Reiterando que esto no es una condición de compañía física, sino más bien es una dependencia de relación; necesitamos la consideración *del/la otro/a* (los otros/as) para vernos reflejados y para sabernos seres sociales y comprender una percepción de inclusión en el grupo social al que pertenecemos o queremos pertenecer. En esto irrumpen las condiciones de pareja, de romance, de imaginarnos amando, como un grado superlativo de la compañía, de imaginar un proyecto de vida en pareja. Y el amor es eterno, mientras dura.
Las marcas que dejaron tus cuadros ausentes
las paredes desnudas
Los adornos faltantes
los agujeros de los clavos, las paredes perforadas
Todas esas presencias que dicen de donde estabas.
De dónde estuviste
de donde ahora faltas.
Todas las ausencias de los espacios que dejaste
Todos los sitios incompletos. Que incompletan los pasados
Dejando sin espacio de sueño para los futuros.

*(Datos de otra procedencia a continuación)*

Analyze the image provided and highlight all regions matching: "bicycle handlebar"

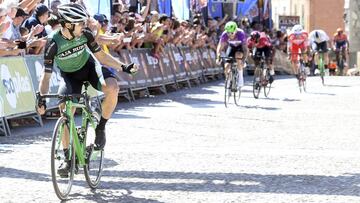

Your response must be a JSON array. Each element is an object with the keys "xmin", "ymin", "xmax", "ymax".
[{"xmin": 36, "ymin": 92, "xmax": 85, "ymax": 100}]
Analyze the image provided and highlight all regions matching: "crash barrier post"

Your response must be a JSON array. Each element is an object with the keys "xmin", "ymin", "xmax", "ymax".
[
  {"xmin": 179, "ymin": 47, "xmax": 202, "ymax": 85},
  {"xmin": 273, "ymin": 49, "xmax": 292, "ymax": 74},
  {"xmin": 133, "ymin": 49, "xmax": 167, "ymax": 94},
  {"xmin": 0, "ymin": 57, "xmax": 42, "ymax": 136}
]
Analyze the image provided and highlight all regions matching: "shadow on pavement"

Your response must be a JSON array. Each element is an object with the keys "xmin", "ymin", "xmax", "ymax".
[
  {"xmin": 102, "ymin": 171, "xmax": 360, "ymax": 196},
  {"xmin": 0, "ymin": 167, "xmax": 360, "ymax": 198},
  {"xmin": 69, "ymin": 190, "xmax": 161, "ymax": 203},
  {"xmin": 240, "ymin": 105, "xmax": 281, "ymax": 111}
]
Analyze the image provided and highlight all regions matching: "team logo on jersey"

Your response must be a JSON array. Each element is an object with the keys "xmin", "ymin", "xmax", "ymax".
[{"xmin": 58, "ymin": 44, "xmax": 85, "ymax": 58}]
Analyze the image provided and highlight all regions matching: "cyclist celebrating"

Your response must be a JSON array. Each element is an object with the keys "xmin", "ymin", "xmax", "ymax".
[
  {"xmin": 216, "ymin": 21, "xmax": 247, "ymax": 87},
  {"xmin": 247, "ymin": 31, "xmax": 275, "ymax": 83},
  {"xmin": 309, "ymin": 30, "xmax": 330, "ymax": 74},
  {"xmin": 288, "ymin": 24, "xmax": 309, "ymax": 79},
  {"xmin": 38, "ymin": 3, "xmax": 137, "ymax": 174},
  {"xmin": 333, "ymin": 28, "xmax": 349, "ymax": 74}
]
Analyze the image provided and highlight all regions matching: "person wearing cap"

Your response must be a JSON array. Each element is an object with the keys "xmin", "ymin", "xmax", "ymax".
[
  {"xmin": 0, "ymin": 5, "xmax": 10, "ymax": 36},
  {"xmin": 94, "ymin": 14, "xmax": 122, "ymax": 53},
  {"xmin": 2, "ymin": 7, "xmax": 29, "ymax": 41},
  {"xmin": 50, "ymin": 0, "xmax": 61, "ymax": 15},
  {"xmin": 22, "ymin": 4, "xmax": 51, "ymax": 38}
]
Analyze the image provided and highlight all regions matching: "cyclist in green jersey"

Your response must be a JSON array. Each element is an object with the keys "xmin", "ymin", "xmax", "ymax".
[{"xmin": 38, "ymin": 3, "xmax": 138, "ymax": 172}]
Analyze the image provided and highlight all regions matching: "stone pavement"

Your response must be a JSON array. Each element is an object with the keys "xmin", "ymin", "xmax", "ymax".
[{"xmin": 0, "ymin": 76, "xmax": 360, "ymax": 203}]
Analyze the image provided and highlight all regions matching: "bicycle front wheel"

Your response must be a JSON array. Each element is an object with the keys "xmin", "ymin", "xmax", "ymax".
[
  {"xmin": 224, "ymin": 72, "xmax": 232, "ymax": 107},
  {"xmin": 319, "ymin": 55, "xmax": 325, "ymax": 85},
  {"xmin": 84, "ymin": 112, "xmax": 104, "ymax": 189},
  {"xmin": 51, "ymin": 117, "xmax": 75, "ymax": 200},
  {"xmin": 263, "ymin": 69, "xmax": 271, "ymax": 97},
  {"xmin": 233, "ymin": 71, "xmax": 241, "ymax": 106},
  {"xmin": 253, "ymin": 68, "xmax": 262, "ymax": 99}
]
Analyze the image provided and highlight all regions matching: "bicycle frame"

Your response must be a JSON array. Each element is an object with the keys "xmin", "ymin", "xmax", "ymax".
[{"xmin": 58, "ymin": 97, "xmax": 96, "ymax": 167}]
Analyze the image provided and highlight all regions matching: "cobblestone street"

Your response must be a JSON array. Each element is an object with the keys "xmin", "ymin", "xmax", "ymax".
[{"xmin": 0, "ymin": 76, "xmax": 360, "ymax": 203}]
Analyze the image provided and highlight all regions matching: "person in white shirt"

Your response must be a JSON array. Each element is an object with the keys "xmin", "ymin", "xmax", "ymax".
[{"xmin": 309, "ymin": 29, "xmax": 330, "ymax": 72}]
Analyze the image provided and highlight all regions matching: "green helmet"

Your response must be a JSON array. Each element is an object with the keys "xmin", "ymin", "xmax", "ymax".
[{"xmin": 225, "ymin": 21, "xmax": 237, "ymax": 33}]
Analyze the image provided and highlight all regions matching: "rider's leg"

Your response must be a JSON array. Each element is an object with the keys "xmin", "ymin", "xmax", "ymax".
[
  {"xmin": 324, "ymin": 52, "xmax": 329, "ymax": 69},
  {"xmin": 314, "ymin": 52, "xmax": 319, "ymax": 75},
  {"xmin": 95, "ymin": 77, "xmax": 119, "ymax": 149},
  {"xmin": 235, "ymin": 52, "xmax": 244, "ymax": 87},
  {"xmin": 341, "ymin": 47, "xmax": 349, "ymax": 76},
  {"xmin": 224, "ymin": 62, "xmax": 231, "ymax": 79}
]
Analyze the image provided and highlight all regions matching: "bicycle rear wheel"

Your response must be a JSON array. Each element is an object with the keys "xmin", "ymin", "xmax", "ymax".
[
  {"xmin": 301, "ymin": 71, "xmax": 307, "ymax": 92},
  {"xmin": 263, "ymin": 69, "xmax": 271, "ymax": 97},
  {"xmin": 233, "ymin": 71, "xmax": 241, "ymax": 106},
  {"xmin": 224, "ymin": 72, "xmax": 232, "ymax": 107},
  {"xmin": 339, "ymin": 54, "xmax": 344, "ymax": 76},
  {"xmin": 51, "ymin": 117, "xmax": 75, "ymax": 200},
  {"xmin": 84, "ymin": 112, "xmax": 104, "ymax": 189},
  {"xmin": 319, "ymin": 53, "xmax": 325, "ymax": 85},
  {"xmin": 253, "ymin": 68, "xmax": 262, "ymax": 99}
]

Ese espacio que pensamos de dos y que ahora, incompleto, nunca será nuestro,
Sino mío y de tu ausencia.
Tomamos propiedad de la ausencia, como un personaje más, como un actor.
Tomamos prosa de un dolor y una ruptura. Comparamos dos maneras de afrontar el espacio con nosotros mismos con nuestro cuerpo, con presencias y ausencias, en la búsqueda de una realidad unitaria, ejerciendo con nuestro cuerpo la propiedad privada del espacio, marcando cual canes, los bordes de nuestros afectos y de los espacios.
El espacio nos importa, el espacio funge de lienzo en blanco sobre el que nos explayamos en vivir. El espacio nos determina tanto y tanto, que probablemente somos incapaces de vernos, de pensarnos, de imaginarnos sin él o fuera de él.
He dejado mis huellas en la arena esperándote
Te he buscado paso a paso
En cada mañana
En cada tarde
En todos esos tiempos compartidos
Que siguen flotando en la brisa
Que el viento se llevará hasta que floten
En el mar
Las referencias de esta importancia en la música no son pocas; para Santi Balmes de “Love of Llesbian”:
¿De qué me sirve salir de esta inmensa ciudad, si de quien pretendo huir, seguirá dentro de mí, y eres tú? Y eres tú
Para “Sidonie”, un día de mierda puede desatarse solamente porque has vuelto a Madrid, porque imaginarte en la misma ciudad, respirando el mismo aire contaminado puede fastidiarlo todo.
Tratando de ir más allá de la versión romántica de pareja o la construcción de una compañía de vida, un “alguien” con quien marcar nuestras huellas en la ciudad, creo que es posible imaginar ese preciso instante en que pasamos de la primera persona de singular, a un plural que construye relación.
Somos por naturaleza auténticos, no existe un par idéntico a cada uno de nosotros. Desde esa autenticidad, David Grossman en su cuento “el abrazo”, nos dejaba ver cómo una madre cariñosa y didáctica enseñaba a su hijo las particularidades humanas de autenticidad, mostrándole que no existe otro como él, a lo que el niño comprende que de ser así, está totalmente solo y su madre abrazándolo le exhorta a que sienta su corazón palpitando y le explica que para eso se inventaron los abrazos, para saber y sentir que hay otro, “un otro”, con el que nos empatizamos, con el que incluso nos queremos y con el que compartimos espacio, entorno, ciudad.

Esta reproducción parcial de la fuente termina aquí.